Cesena
Franco Marini, il ricordo dei sindacalisti Cisl: “l’abbiamo sempre considerato un maestro”
Prima ancora che presidente del Senato, parlamentare di lungo corso e ministro del Lavoro, Franco Marini (morto due giorni fa all’età di 87 anni) fu prima di tutto un sindacalista della Cisl, arrivato ai vertici del sindacato in un periodo di svolta.
Negli anni ’80 del secolo scorso, infatti, la conflittualità tipica degli anni ’70 era andata in parte scemando (specie dopo la “marcia dei quarantamila” in Fiat, uno choc per certi sindacalisti), ma l’inflazione restava fuori controllo e c’era l’esigenza di ripensare il ruolo dei rappresentanti dei lavoratori a tutti i livelli.

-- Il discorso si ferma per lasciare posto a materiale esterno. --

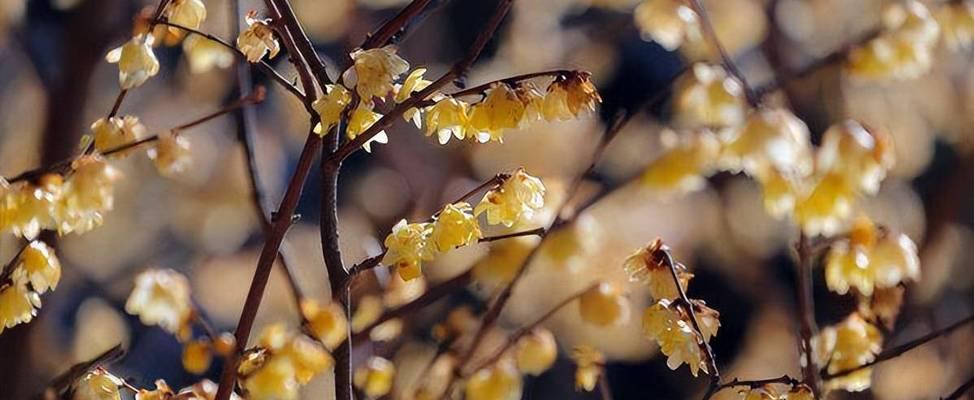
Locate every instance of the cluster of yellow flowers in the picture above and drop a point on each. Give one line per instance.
(668, 321)
(72, 203)
(903, 50)
(35, 271)
(773, 392)
(670, 23)
(845, 346)
(456, 225)
(282, 363)
(871, 258)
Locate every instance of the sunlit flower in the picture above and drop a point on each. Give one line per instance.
(375, 377)
(500, 110)
(374, 71)
(331, 106)
(407, 247)
(361, 120)
(161, 297)
(850, 344)
(589, 363)
(455, 226)
(500, 381)
(18, 305)
(97, 385)
(667, 22)
(136, 61)
(39, 266)
(447, 117)
(204, 54)
(604, 305)
(328, 323)
(570, 95)
(536, 351)
(709, 97)
(171, 154)
(114, 132)
(689, 158)
(257, 40)
(518, 198)
(649, 266)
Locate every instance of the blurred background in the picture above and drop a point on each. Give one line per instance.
(54, 83)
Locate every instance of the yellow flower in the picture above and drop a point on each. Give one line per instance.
(455, 226)
(361, 120)
(569, 96)
(204, 54)
(97, 385)
(686, 162)
(709, 97)
(18, 305)
(257, 40)
(770, 139)
(648, 266)
(331, 106)
(500, 381)
(501, 109)
(589, 364)
(197, 357)
(136, 62)
(374, 71)
(851, 343)
(188, 13)
(161, 297)
(327, 323)
(957, 22)
(665, 323)
(536, 352)
(604, 305)
(518, 198)
(171, 154)
(447, 117)
(667, 22)
(116, 131)
(375, 377)
(39, 266)
(407, 247)
(88, 194)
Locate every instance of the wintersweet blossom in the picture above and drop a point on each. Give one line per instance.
(518, 198)
(375, 377)
(136, 61)
(257, 40)
(667, 22)
(162, 297)
(374, 71)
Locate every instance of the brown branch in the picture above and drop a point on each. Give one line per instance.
(897, 351)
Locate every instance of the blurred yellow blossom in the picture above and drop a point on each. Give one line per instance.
(136, 61)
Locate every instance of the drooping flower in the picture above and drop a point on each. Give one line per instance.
(330, 107)
(375, 377)
(709, 97)
(136, 61)
(455, 226)
(374, 71)
(171, 154)
(604, 305)
(500, 381)
(667, 22)
(518, 198)
(257, 40)
(536, 351)
(407, 247)
(162, 297)
(114, 132)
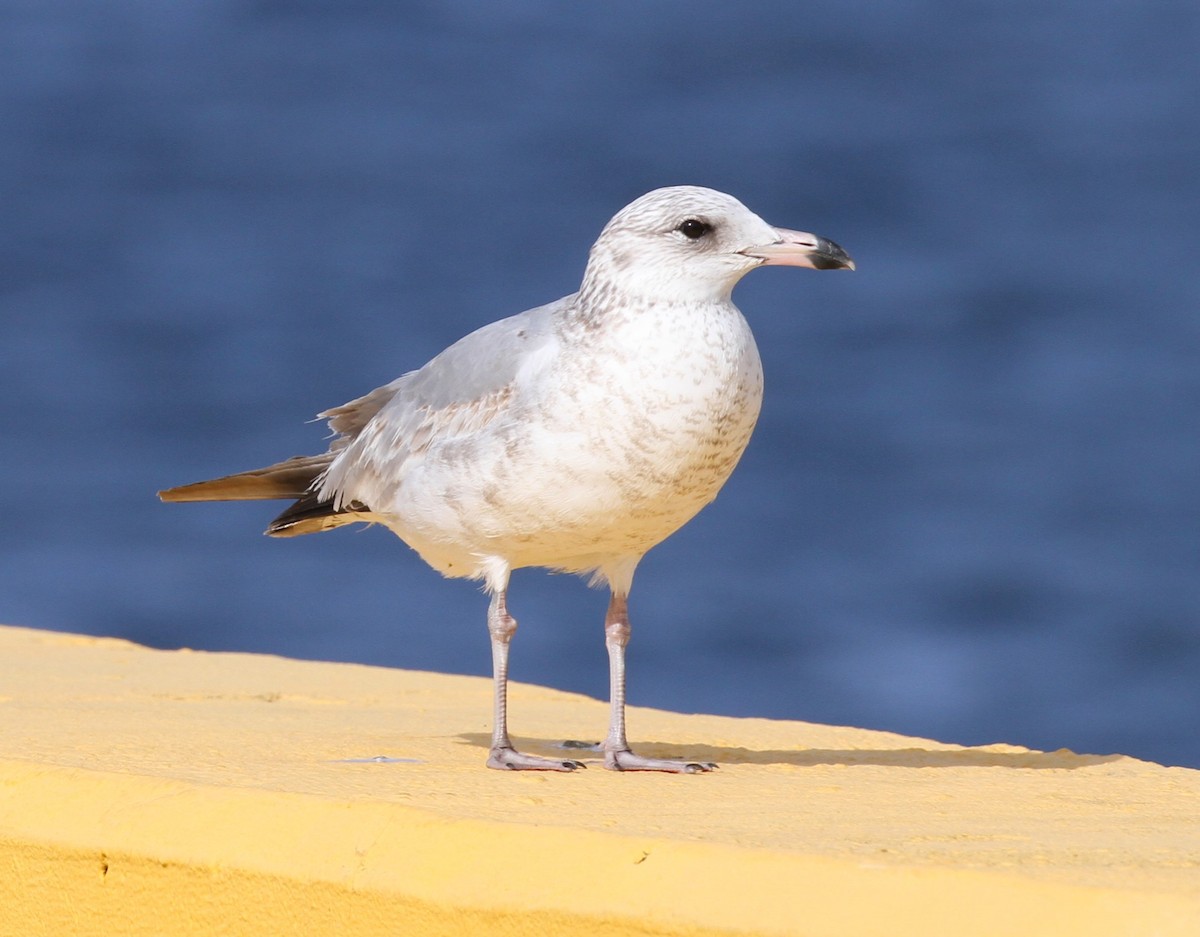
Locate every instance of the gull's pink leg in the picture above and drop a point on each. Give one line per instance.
(502, 626)
(617, 755)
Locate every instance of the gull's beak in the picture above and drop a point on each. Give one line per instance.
(801, 248)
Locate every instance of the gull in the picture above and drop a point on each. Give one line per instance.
(573, 437)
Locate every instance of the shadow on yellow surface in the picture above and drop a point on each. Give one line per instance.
(1061, 760)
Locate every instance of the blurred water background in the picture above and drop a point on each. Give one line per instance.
(972, 506)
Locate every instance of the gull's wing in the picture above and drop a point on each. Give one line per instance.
(462, 390)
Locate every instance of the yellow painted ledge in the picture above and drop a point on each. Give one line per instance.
(166, 793)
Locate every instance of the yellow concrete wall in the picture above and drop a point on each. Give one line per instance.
(165, 793)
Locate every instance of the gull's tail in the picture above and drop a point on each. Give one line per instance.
(293, 478)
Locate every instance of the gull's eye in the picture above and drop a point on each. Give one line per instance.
(694, 228)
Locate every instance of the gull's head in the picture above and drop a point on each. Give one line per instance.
(688, 244)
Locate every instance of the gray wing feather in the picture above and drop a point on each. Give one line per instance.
(459, 391)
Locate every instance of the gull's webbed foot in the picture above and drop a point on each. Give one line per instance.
(507, 758)
(623, 760)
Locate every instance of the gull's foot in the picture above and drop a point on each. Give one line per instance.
(625, 761)
(510, 760)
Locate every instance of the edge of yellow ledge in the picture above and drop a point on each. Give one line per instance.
(149, 792)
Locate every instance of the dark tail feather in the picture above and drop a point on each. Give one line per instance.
(289, 479)
(311, 516)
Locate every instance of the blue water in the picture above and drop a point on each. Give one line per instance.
(972, 506)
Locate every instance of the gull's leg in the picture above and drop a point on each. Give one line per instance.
(617, 755)
(502, 626)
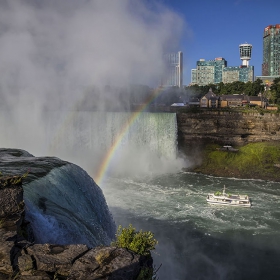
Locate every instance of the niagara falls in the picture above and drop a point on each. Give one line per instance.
(95, 112)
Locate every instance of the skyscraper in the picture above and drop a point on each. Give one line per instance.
(245, 51)
(209, 71)
(271, 51)
(174, 69)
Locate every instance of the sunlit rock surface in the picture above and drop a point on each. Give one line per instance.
(62, 202)
(58, 195)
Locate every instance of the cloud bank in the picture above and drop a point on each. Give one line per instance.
(51, 48)
(52, 51)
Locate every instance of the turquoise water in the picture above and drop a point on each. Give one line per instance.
(197, 240)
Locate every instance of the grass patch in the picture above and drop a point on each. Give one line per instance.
(255, 160)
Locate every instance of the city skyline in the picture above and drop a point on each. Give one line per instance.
(216, 29)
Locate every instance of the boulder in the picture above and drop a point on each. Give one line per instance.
(21, 259)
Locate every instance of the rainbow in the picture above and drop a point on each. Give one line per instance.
(110, 153)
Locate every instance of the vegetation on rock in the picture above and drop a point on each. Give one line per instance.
(252, 161)
(141, 242)
(12, 180)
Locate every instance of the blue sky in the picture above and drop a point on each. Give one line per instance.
(216, 28)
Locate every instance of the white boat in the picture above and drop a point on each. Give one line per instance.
(228, 199)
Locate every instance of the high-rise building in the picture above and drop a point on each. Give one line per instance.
(174, 70)
(216, 71)
(210, 71)
(238, 73)
(193, 77)
(245, 51)
(271, 51)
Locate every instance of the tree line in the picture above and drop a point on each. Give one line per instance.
(255, 88)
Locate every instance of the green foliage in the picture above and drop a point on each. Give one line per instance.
(255, 160)
(146, 273)
(12, 180)
(141, 242)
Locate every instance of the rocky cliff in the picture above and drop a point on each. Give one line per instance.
(226, 127)
(22, 258)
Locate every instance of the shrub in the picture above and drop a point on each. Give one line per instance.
(141, 242)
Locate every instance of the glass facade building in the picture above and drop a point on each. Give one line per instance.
(238, 73)
(210, 71)
(271, 51)
(174, 69)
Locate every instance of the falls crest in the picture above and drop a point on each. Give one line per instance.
(146, 142)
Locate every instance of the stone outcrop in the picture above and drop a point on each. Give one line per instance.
(21, 259)
(226, 128)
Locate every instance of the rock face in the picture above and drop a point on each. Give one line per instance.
(20, 258)
(233, 128)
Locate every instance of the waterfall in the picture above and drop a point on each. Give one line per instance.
(147, 144)
(62, 202)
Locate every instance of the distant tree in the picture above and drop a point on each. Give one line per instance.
(276, 88)
(258, 87)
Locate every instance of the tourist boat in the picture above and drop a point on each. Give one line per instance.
(223, 198)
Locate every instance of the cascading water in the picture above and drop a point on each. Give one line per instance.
(146, 144)
(63, 203)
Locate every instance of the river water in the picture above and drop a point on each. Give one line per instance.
(197, 240)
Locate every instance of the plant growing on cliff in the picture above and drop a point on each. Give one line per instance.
(141, 242)
(12, 180)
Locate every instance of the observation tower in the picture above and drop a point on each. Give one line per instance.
(245, 51)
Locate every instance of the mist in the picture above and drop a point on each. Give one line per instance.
(53, 53)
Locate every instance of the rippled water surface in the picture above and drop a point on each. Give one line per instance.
(197, 240)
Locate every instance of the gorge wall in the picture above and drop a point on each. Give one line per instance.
(226, 128)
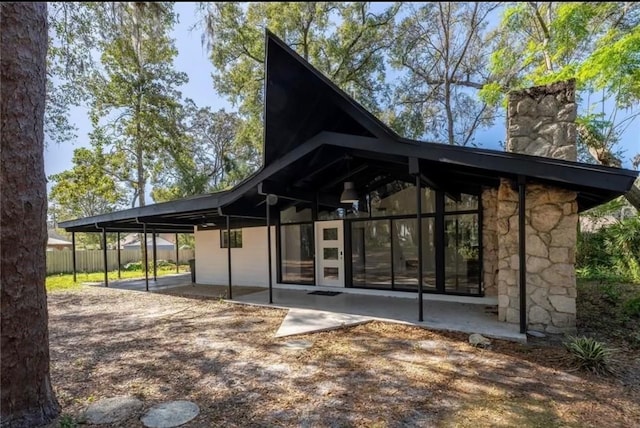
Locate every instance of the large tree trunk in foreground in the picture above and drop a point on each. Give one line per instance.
(26, 396)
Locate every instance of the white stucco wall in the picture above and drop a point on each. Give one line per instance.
(248, 264)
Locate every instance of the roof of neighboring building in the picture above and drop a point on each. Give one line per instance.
(316, 137)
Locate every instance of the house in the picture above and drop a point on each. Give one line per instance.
(55, 241)
(132, 242)
(351, 205)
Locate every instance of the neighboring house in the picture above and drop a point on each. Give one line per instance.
(58, 244)
(351, 205)
(132, 242)
(55, 241)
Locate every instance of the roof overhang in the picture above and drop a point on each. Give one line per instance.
(316, 137)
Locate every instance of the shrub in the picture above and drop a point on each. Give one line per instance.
(632, 306)
(589, 354)
(611, 253)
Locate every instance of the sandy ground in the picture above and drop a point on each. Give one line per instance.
(223, 357)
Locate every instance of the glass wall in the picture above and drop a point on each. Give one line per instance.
(371, 253)
(399, 198)
(462, 254)
(429, 253)
(296, 253)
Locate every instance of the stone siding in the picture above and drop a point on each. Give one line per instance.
(490, 241)
(541, 121)
(551, 219)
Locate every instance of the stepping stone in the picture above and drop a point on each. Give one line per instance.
(297, 344)
(171, 414)
(111, 410)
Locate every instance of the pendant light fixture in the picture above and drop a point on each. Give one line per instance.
(349, 194)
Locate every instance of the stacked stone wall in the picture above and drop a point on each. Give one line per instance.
(540, 123)
(551, 222)
(490, 241)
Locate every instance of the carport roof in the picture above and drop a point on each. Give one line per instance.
(316, 137)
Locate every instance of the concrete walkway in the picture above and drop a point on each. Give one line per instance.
(310, 313)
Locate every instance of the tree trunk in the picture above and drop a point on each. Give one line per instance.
(26, 396)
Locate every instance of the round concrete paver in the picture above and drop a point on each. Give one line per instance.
(171, 414)
(111, 410)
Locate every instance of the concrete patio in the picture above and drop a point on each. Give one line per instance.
(312, 312)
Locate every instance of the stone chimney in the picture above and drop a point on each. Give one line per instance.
(540, 123)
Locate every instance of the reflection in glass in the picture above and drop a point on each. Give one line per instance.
(330, 234)
(429, 253)
(465, 202)
(405, 254)
(461, 254)
(296, 253)
(295, 214)
(399, 198)
(330, 254)
(371, 253)
(331, 273)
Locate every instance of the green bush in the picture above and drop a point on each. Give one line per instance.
(612, 253)
(632, 306)
(589, 354)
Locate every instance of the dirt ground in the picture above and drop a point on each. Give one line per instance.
(223, 357)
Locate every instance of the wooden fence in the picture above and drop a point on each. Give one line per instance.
(92, 260)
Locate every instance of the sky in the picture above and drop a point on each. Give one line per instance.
(193, 59)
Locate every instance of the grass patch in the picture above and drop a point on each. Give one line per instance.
(64, 281)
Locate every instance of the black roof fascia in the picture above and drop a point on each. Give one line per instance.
(319, 85)
(194, 204)
(513, 164)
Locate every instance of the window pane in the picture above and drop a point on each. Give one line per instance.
(371, 253)
(428, 253)
(461, 254)
(296, 253)
(405, 254)
(464, 203)
(331, 273)
(295, 214)
(330, 254)
(330, 234)
(399, 198)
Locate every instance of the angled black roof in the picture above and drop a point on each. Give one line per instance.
(316, 137)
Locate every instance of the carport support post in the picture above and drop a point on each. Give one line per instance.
(73, 254)
(104, 257)
(118, 252)
(155, 256)
(146, 257)
(177, 255)
(419, 230)
(522, 254)
(269, 247)
(229, 255)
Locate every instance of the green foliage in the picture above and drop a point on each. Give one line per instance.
(344, 40)
(67, 421)
(85, 190)
(441, 50)
(589, 354)
(595, 43)
(611, 253)
(632, 306)
(132, 267)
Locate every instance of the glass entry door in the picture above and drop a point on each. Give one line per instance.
(330, 253)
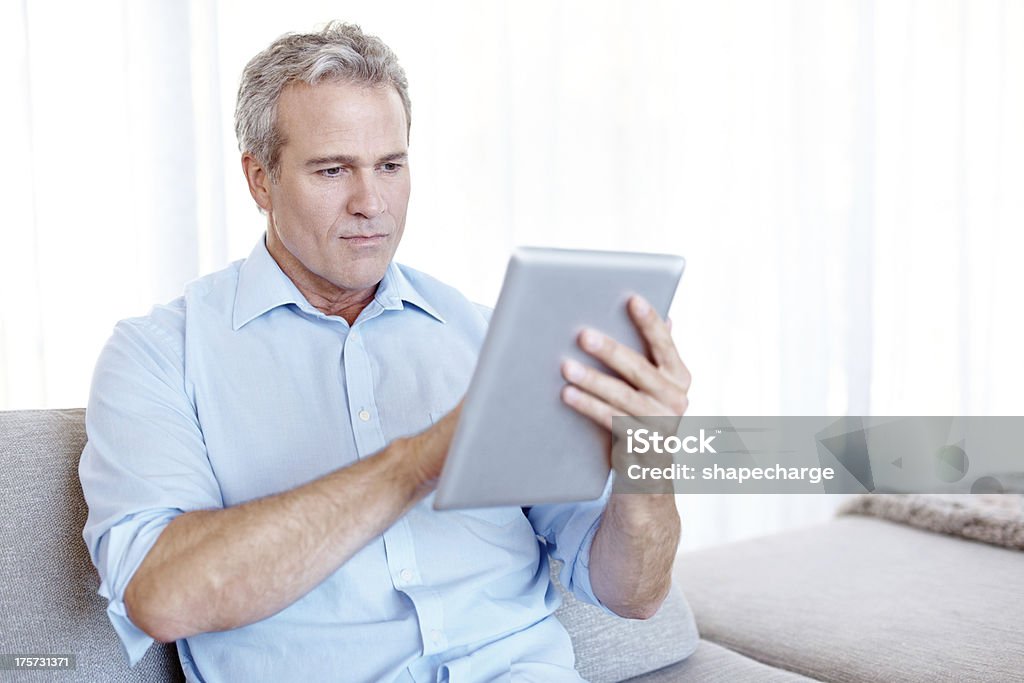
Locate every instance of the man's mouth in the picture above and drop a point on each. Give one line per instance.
(365, 239)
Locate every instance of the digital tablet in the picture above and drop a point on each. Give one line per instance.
(517, 443)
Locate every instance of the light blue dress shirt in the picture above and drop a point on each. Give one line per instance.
(241, 389)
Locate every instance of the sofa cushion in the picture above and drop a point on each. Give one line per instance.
(714, 664)
(609, 648)
(862, 599)
(49, 585)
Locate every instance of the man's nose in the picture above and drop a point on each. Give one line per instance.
(366, 199)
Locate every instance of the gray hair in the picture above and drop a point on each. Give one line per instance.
(338, 52)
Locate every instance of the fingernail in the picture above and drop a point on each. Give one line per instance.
(591, 340)
(573, 371)
(640, 306)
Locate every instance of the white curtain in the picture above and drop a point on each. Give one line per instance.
(845, 179)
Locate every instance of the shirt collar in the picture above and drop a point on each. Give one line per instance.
(263, 286)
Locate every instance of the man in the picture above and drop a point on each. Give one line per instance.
(262, 451)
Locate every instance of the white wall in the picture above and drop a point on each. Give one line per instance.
(844, 178)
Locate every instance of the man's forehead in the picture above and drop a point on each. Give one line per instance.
(342, 118)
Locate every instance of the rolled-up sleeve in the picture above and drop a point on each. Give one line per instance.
(144, 462)
(568, 529)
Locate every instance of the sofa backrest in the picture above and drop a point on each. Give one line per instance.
(47, 583)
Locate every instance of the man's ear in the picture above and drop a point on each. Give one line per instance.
(259, 180)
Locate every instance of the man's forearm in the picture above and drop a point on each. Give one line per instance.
(219, 569)
(633, 551)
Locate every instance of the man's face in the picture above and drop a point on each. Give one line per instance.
(339, 203)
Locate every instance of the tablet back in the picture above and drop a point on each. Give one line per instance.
(517, 443)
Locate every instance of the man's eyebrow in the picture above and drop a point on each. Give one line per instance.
(348, 160)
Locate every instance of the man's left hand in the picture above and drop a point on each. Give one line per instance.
(655, 385)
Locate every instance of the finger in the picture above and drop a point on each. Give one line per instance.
(611, 390)
(588, 406)
(631, 366)
(655, 332)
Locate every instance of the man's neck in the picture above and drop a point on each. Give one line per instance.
(322, 294)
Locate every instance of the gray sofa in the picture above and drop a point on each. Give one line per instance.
(856, 599)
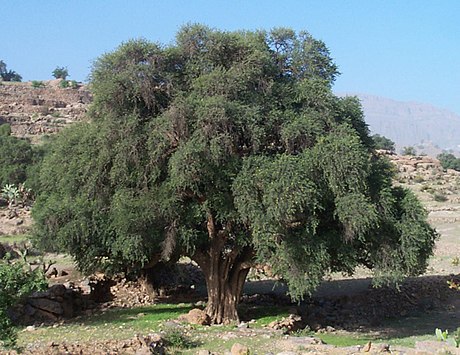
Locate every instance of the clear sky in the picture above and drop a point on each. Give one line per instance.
(407, 50)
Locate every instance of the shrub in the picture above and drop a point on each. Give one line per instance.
(408, 151)
(19, 160)
(60, 73)
(17, 281)
(8, 75)
(438, 197)
(449, 161)
(37, 84)
(64, 84)
(382, 142)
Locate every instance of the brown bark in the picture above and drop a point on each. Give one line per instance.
(225, 273)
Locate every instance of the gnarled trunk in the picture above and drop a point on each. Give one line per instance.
(224, 292)
(225, 269)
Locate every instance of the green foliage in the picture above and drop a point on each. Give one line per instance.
(60, 73)
(230, 140)
(176, 339)
(409, 151)
(17, 281)
(382, 142)
(11, 193)
(8, 75)
(37, 84)
(64, 84)
(449, 161)
(454, 340)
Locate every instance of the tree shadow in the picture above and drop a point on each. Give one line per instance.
(417, 307)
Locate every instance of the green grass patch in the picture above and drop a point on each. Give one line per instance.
(11, 239)
(263, 315)
(112, 324)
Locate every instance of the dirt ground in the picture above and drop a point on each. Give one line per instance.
(351, 303)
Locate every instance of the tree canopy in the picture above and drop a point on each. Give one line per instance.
(228, 147)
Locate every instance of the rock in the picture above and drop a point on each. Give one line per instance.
(196, 316)
(292, 323)
(46, 305)
(383, 348)
(239, 349)
(57, 290)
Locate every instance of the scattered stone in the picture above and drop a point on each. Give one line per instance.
(239, 349)
(292, 323)
(383, 348)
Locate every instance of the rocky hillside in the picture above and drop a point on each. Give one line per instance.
(33, 112)
(411, 123)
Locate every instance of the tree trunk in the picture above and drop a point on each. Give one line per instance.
(225, 269)
(224, 292)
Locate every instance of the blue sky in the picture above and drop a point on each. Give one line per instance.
(407, 50)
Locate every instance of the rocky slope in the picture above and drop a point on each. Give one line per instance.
(33, 112)
(411, 123)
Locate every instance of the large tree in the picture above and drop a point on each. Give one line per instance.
(228, 147)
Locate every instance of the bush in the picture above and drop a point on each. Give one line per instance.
(64, 84)
(382, 142)
(408, 151)
(60, 73)
(19, 160)
(37, 84)
(449, 161)
(17, 281)
(8, 75)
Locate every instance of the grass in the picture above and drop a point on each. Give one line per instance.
(112, 324)
(120, 324)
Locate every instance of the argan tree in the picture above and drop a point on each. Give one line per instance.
(228, 147)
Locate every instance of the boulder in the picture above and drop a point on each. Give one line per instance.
(196, 316)
(239, 349)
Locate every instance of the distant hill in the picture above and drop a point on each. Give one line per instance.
(412, 123)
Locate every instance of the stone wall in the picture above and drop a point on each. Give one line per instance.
(33, 112)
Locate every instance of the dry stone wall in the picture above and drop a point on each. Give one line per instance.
(33, 112)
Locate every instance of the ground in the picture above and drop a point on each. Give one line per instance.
(346, 313)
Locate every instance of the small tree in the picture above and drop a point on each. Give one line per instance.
(449, 161)
(408, 151)
(61, 73)
(19, 159)
(382, 142)
(17, 281)
(231, 148)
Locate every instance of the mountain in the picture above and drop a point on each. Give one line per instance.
(411, 123)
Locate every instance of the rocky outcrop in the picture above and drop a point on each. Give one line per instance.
(52, 305)
(33, 112)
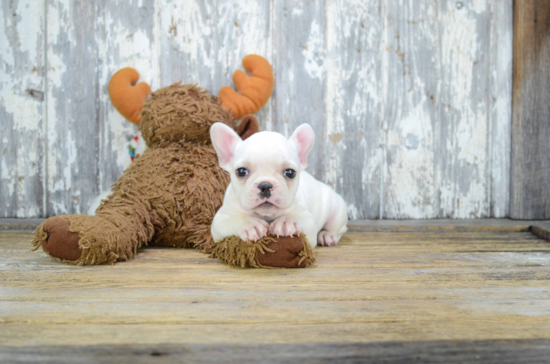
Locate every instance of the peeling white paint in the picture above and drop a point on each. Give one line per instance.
(371, 76)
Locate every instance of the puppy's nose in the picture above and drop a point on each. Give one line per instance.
(265, 189)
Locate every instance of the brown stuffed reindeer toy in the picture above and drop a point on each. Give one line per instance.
(170, 193)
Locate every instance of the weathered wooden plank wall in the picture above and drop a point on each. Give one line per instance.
(410, 101)
(530, 188)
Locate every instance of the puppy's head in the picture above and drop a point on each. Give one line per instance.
(265, 168)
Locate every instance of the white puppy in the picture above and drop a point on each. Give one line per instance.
(269, 191)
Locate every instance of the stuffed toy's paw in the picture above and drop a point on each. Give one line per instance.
(282, 252)
(56, 239)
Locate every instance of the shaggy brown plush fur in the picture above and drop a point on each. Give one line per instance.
(283, 252)
(167, 197)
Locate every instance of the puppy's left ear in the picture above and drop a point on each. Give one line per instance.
(303, 139)
(225, 140)
(249, 125)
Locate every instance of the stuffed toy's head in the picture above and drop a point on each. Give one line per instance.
(184, 113)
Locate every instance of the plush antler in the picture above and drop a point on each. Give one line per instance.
(126, 96)
(254, 90)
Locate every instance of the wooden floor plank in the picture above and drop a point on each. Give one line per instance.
(404, 286)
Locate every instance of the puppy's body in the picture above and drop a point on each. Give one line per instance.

In questo scenario due giovani degli anni ’80, i cesenati Antonio Amoroso e Maria Antonietta Aloisi, si trovarono a muovere i loro primi passi in Cisl proprio durante la segreteria Marini.
Prima di diventare segretario generale della Cisl per sei anni, nel 1985, Franco Marini rivestì la carica di segretario aggiunto al fianco di Pierre Carniti. E, in quella veste, nell’1982/83 visitò diverse volte i sindacalisti impegnati nel “corso lungo” a Fiesole (Firenze).
Tra questi c’era l’Aloisi, oggi segretaria generale dei pensionati Cisl in Emilia-Romagna (Fnp): “Ero entrata nel sindacato l’anno precedente. Il corso lungo a quel tempo durava 3-4 mesi, fu uno degli ultimi stanziali di tale durata. Parlare di sindacato con Marini e Carniti, sentire dalle loro parole cos’era la Cisl, fu per me un’esperienza davvero formativa”.
Anche se l’Aloisi capì subito, e con lei le altre sindacaliste presenti, che avrebbe dovuto impegnarsi non poco per fare strada: “Marini e Carniti fumavano tutti e due il toscano e dissero che per arrivare ai vertici della Cisl bisognava fumarlo. E ovviamente nessuna di noi ragazze fumava il sigaro”.
L’Aloisi poi ebbe modo, naturalmente, di incontrare nuovamente Marini in altre occasioni: “Da segretario nazionale venne a Cesena diverse volte. Mostrò sempre una grande attenzione al territorio, anche a quella realtà che potevano apparire minori agli occhi del nazionale, ma che minori non erano affatto. Come la nostra, una terra che vedeva la presenza della grande Cgil. Prestava molta attenzione al radicamento del sindacato”.
Una volta lasciato l’incarico di vertice alla Cisl, come ministro del Lavoro nell’ultimo Governo Andreotti e poi nella lunga carriera di parlamentare, Marini continuò a farsi apprezzare dai suoi precedenti compagni di viaggio: “Era una persona molta asciutta, anche in politica dove si è mostrato concreto e mai debordante. Senza togliere nulla ai segretari che sono venuti dopo di lui, ci è dispiaciuto davvero molto: sono propri i migliori che se ne vanno”.
Anche il giovane Amoroso, fino a qualche anno fa segretario Cisl di Forlì-Cesena e oggi segretario regionale, restò colpito da Marini: “A quell’epoca muovevo i primi passi da sindacalista, ma posso dire che sicuramente per le politiche che proponeva è stato un faro per noi giovani di allora. Già assieme a Carniti, da segretario aggiunto, fece la battaglia sulla scala mobile e impostò un nuovo modo di trattare e concertare con i Governi, ben prima di D’Antoni. Una visione nuova, che vedeva il sindacato impegnato non solo nella difesa in fabbrica, ma al livello nazionale con il fiscal drag e il ripensamento dell’Irpef. Per non parlare dell’embrione della contrattazione territoriale, l’importanza della formazione, il mantenimento dell’autonomia della Cisl dalla politica. Per lui la persona era davvero al centro e, anche per questo, l’abbiamo sempre considerato un maestro”.